Humour dématérialisé
« Il y a quelqu’un dans mon lit » (Cédric)
Au réveil, Cédric me dit qu’il doit partir récupérer quelque-chose en ville. Je me rendrai compte plus tard qu’il a été acheté des gâteaux à la boulangerie pour mon anniversaire. J’ai des collègues fantastiques. J’ai trente sept ans depuis quelques heures et je ne sais pas quoi penser. C’est bien ou ce n’est pas bien ? C’est vieux ou c’est jeune encore ? Moi, je n’aime juste pas le chiffre sept ; le reste m’importe peu. Enfin presque, l’horloge tourne quand même. Au moins, je reste un peu con. Ce matin, Cédric a organisé un café-visio avec mon ancienne équipe. Allongé sous la couette derrière lui, j’ai attendu que tous soient en ligne pour grogner et leur faire la surprise de ma gueule enfarinée. Des sourires francs, d’autres plus gênés ; peut-être est-ce mon humour finalement. Mais je sais que nous sommes contents d’échanger, même si la visio manque cruellement d’humanité.
Feeling privilégié
« Sous l'océan, sous l'océan. Doudou, c'est bien mieux, tout l'monde est heureux sous l'océan » (Sébastien)

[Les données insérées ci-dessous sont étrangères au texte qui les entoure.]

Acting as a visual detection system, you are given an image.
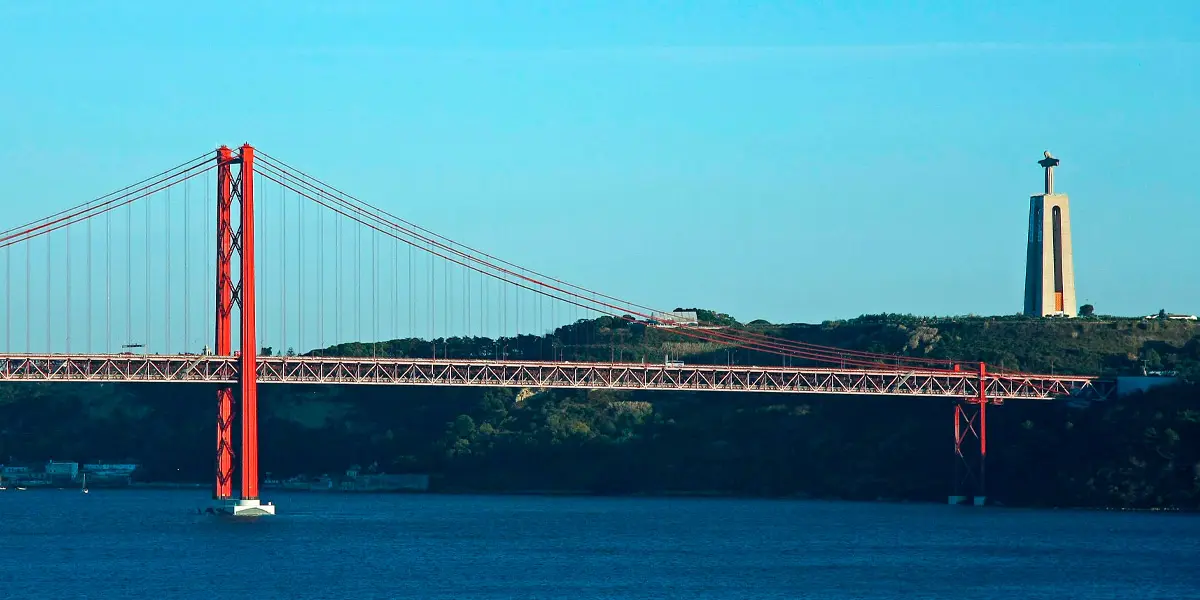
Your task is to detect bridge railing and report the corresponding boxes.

Plus tard, sur la route qui me mène à la gare de Perpignan, où je dois récupérer Jérémy, je ne peux m’empêcher à nouveau de laisser éclater la boule au fond de ma gorge. Seulement, cette fois, je m’indigne et m’engueule. Stop, ça suffit ! Je me calme et lance le podcast de Michka Assayas sur Bob Dylan, le quatrième épisode depuis mon départ. Je tente de ne pas prêter attention aux paroles des premiers morceaux et m’enfonce dans mon siège. La route des Corbières est magnifique, le ciel est bleu et la chaleur est revenue. Et, cerise sur le gâteau, Jérémy m’a proposé d’aller plonger dans la Réserve Naturelle de Cerbère-Banyuls en fin de journée. Je connais Jérémy depuis dix ans environ. Dix ans que nous finissons parmi les derniers « survivants » à la soirée des terroirs, au congrès des réserves naturelles. Dix ans que j’entends son accent chan’tant qui ferait le bonheur du plus vil des glottophobes. La route qui longe la Méditerranée depuis Argelès serpente entre les vignes : nous longeons Collioure, Port-Vendre puis enfin Banyuls. Le chemin empierré qui descend au Cap de l’Abeille où nous nous rendons descend en épingle ; je ne suis pas rassuré. Jérémy me donne des indications et nous parvenons à nous garer en terrain plat à quelques encablures de la mer. Le soleil descend quand nous parvenons au bord de l’eau. Je me sens privilégié ; comme je l’ai souvent ressenti dans ce voyage mais aussi à d’autres occasions. Ce qui est un peu idiot puisque rien ne nous tombe jamais dans le bec sans crier gare. Peu importe, je suis content d’être là. Dans quelques minutes, je vais plonger dans l’eau chaude de la Méditerranée et observer loups, serrans, mulets, corbes ou autres crénilabres – et me rend compte, au passage, que je ne connais que les noms de poissons qui se mangent ; quelle vision utilitariste ! Il y a cependant une condition à cette aventure : je dois partager mon lit avec Jérémy ce soir. En nous imaginant serrés comme des sardines sur mon lit d’un mètre vingt de large, je crois entendre la voix d’Agathe qui résonne : - « On n’a rien sans rien, Nicolas ».